Yemeğe düşkün bir adam olduğu için yemekler onun hassas noktasıydı. Hayatımın en garip ikinci pikniğini de Gurur ile yaptım. Bir kliniğin tecrit odasında onunla piknik yaparken ikimizde halimizden memnunduk. Asıl tuhaf olan bunda hiçbir gariplik bulmamamızdı. Onun aksine her şeyden küçük lokmalar alıp yediğim için huysuzlanmaya başlamıştı. “Böyle yersen tabii hiç kilo almazsın.” Daha fazla şey yememi isteyerek tabağımı doldurdu. “Ye şunları, bir şeyler tıkınmadıkça hep böyle sıska kalırsın.”

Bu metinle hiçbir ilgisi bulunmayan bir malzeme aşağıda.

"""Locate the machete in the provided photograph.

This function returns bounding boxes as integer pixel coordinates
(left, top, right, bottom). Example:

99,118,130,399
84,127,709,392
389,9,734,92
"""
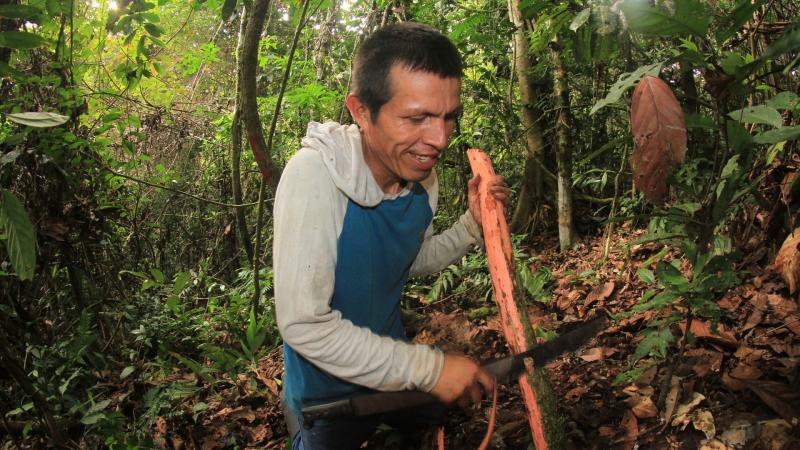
302,314,606,427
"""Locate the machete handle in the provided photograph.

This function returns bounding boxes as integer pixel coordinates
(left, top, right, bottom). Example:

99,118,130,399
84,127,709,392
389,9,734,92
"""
301,391,439,427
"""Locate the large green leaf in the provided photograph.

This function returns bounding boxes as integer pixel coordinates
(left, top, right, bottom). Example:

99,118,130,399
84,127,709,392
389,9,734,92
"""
569,8,592,31
0,5,42,19
8,112,69,128
728,105,783,128
0,31,47,50
589,63,661,114
716,0,764,44
222,0,236,20
622,0,710,38
753,125,800,144
764,91,800,111
0,189,36,280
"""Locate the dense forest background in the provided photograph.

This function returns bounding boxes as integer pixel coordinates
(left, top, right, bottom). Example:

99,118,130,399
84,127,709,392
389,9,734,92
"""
0,0,800,448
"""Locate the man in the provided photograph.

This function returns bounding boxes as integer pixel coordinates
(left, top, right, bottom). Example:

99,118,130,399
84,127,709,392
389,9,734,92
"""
274,23,508,450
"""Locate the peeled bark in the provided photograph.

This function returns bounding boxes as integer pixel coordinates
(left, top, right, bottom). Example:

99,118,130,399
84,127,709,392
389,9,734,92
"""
550,38,575,252
231,6,253,261
468,149,566,450
508,0,544,233
240,0,279,189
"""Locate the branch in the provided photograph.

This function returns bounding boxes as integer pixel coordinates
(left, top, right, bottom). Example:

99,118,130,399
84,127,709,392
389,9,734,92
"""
81,151,258,208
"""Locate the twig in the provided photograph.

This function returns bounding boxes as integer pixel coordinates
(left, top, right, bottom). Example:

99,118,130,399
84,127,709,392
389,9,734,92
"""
81,151,258,208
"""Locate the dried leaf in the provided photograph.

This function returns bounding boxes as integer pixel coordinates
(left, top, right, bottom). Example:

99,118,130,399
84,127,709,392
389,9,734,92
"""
619,410,639,450
672,392,706,427
631,75,686,204
580,347,604,362
742,294,767,331
740,380,800,423
680,320,738,346
661,376,681,421
756,419,797,449
692,409,717,439
781,171,800,206
625,395,658,419
684,348,722,378
772,227,800,294
583,281,614,306
719,420,758,448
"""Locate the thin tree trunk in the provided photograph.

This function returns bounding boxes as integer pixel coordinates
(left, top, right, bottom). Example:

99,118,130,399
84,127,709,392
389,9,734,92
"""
0,332,68,448
240,0,279,188
231,4,253,261
508,0,544,233
253,0,311,317
550,37,575,252
314,0,339,82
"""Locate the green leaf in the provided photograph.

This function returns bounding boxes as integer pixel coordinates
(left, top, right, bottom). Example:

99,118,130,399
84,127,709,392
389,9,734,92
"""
0,5,42,19
0,31,47,50
764,91,800,111
728,105,783,128
633,327,675,361
569,8,592,31
684,113,717,130
169,352,216,385
144,22,164,37
589,63,662,115
636,267,656,284
45,0,64,17
716,0,764,44
150,269,166,284
172,272,190,295
222,0,236,21
119,366,136,380
622,0,710,38
656,262,689,292
753,125,800,144
8,112,69,128
0,189,36,280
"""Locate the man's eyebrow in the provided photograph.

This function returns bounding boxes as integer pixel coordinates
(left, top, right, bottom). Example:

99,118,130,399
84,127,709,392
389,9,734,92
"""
444,105,464,119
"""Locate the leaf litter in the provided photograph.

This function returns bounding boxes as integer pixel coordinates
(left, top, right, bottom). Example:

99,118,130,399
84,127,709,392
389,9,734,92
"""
138,226,800,450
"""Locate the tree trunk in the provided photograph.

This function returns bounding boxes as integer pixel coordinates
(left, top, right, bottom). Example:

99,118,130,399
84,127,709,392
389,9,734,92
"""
468,149,566,450
314,0,339,83
240,0,279,189
550,37,575,252
253,0,311,317
231,4,253,261
508,0,544,233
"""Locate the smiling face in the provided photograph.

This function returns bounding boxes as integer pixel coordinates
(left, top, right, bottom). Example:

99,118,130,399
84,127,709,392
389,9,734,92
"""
347,64,461,193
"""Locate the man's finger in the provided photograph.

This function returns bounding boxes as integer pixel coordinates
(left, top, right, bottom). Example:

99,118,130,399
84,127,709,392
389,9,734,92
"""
475,370,495,394
467,383,483,405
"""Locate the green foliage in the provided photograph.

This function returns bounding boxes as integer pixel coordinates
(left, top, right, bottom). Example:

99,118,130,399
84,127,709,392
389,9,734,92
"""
0,189,36,280
622,0,709,38
589,63,662,114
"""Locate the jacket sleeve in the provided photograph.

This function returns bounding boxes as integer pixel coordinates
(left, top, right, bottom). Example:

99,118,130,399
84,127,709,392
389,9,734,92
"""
409,172,483,277
273,150,444,391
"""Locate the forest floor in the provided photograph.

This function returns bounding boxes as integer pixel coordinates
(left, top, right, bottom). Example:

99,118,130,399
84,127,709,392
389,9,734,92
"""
90,223,800,450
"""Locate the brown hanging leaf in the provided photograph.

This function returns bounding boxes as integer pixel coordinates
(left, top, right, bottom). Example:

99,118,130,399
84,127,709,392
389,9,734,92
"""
631,75,686,204
739,379,800,423
772,227,800,294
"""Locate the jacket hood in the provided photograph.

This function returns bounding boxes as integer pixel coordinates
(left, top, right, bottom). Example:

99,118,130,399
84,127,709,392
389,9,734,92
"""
302,122,396,207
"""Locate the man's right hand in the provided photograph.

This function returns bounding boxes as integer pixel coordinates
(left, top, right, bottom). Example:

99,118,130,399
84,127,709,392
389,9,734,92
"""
431,353,494,408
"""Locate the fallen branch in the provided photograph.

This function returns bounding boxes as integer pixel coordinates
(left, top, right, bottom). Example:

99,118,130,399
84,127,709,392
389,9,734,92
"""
467,149,566,450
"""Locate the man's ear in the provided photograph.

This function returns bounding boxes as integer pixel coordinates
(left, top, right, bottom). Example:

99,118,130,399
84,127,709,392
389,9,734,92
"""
344,93,370,129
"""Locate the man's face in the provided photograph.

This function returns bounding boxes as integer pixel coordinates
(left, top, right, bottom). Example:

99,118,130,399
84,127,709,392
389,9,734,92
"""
348,65,461,193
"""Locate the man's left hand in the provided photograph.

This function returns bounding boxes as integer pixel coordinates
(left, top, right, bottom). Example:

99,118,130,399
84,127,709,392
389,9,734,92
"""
467,175,511,225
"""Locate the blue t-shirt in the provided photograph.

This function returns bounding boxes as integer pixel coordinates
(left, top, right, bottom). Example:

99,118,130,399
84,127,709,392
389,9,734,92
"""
283,183,433,416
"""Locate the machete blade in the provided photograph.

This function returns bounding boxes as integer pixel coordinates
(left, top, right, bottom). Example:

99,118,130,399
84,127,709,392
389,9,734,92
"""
483,314,606,384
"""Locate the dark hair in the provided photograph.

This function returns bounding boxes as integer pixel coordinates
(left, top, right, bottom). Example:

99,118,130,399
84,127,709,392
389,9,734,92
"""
353,22,462,121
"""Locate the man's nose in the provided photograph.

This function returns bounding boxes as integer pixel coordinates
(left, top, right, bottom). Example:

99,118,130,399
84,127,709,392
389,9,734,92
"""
425,118,450,150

“Tıkınmak değil.” Sakince onu düzelttim. “Yemek.”

Göz devirir gibi baygınca bir ifadeyle bana baktı. “Adı her ne haltsa onu yap işte.”

“Adı yemek.”

Tabağıma göz attı. “Onlar börek.”

“Evet ama börekleri yeriz onlarla tıkınmayız.”

Gözlerini kısarak bakışlarını bana çıkardı. “İkisi aynı şey değil mi?”

“Değil aradaki farkı sana göstermemi ister misin?”

“Göster bakalım.”

“Bak şimdi bu bir şeyleri yeme şekli.” Böreği alıp ona göstererek ısırdım. Küçük bir parça aldığım böreği gözlerinin içine bakarak çiğneyip yuttum. Elimdeki dilimi yukarı kaldırıp tekrar ona gösterdim. “Tıkınmak da tam olarak şöyle bir şey.” Koca dilimi tek bir lokmada hunharca ağzıma tıkmaya çalıştığımda yüksek sesle güldü. “Boğulacaksın dur.”

Ağzıma bastığım börek yüzünden yanaklarım balon gibi şişmişti. Dudaklarımı birbirine sımsıkı bastırarak ona baktığımda gülüşüne engel olamadı. Gülerken gözleri kısılıyordu. “Şimdi onu nasıl yutacaksın?” İşte bunu düşünmemiştim.

Gurur poğaçaların yanındaki peçeteyi alıp bana doğru uzandı. Ensemi tutup başımı eğerek peçeteyi dudaklarıma yaklaştırdı. “Çıkar bakalım.” Ama bu çok utanç vericiydi. Bir çocukla konuşur gibi davranıyordu.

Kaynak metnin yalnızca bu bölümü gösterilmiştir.